There would be guards. He outranked them, but they would wonder why he was in battle uniform and wearing field equipment and all alone. He would attempt to bluff his way through, that he was on some special mission. If that worked, he would be out without blood being shed. If it did not work, they would ask for his papers. Comrade Marshal Antonovitch had provided no such papers, could not have without implicating himself.

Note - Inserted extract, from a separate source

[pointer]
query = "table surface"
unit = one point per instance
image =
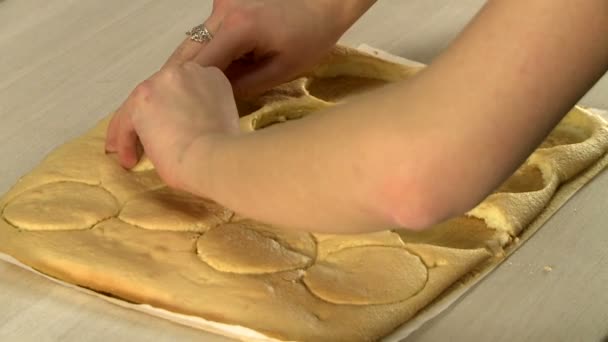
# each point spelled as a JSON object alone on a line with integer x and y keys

Then it would come to a fight.
As he walked on, listening to the sounds of his breathing, the clicking of his bootheels on the flooring beneath him, he wondered if he could shed Soviet blood.
He knew he might have to find out.
I
i
Akiro Kurinami opened his eyes. “Welcome back to us, Lieutenant,” Damien Rausch said, smiling. “You had us all very worried.” “What—what happened?”
“You were apparently followed by Russian personnel. When you attempted to gain entrance to Doctor Rourke’s mountain retreat here, you were struck a blow to the head.- Colonel Mann sent us here, anticipating that you might come here. He sent us so that we could help you. It was very fortunate for you indeed that we arrived when we did.”
“Where—ahh—were they?”
“The Russians? One of them escaped, the other going over the edge of the roadway and falling to his death at the base of the mountain. Can you sit up? We need you to open the inner doors to Doctor Rourke’s Retreat so that we can utilize his radio and send for help. Our helicopter was forced down in the blizzard and our radio was destroyed. The Russian who got away has most probably already called for assistance. There is little time to lose.” Rausch leaned over Kurinami, gently putting his hands to Kurinami’s upper arms. “Let me help you to sit up.”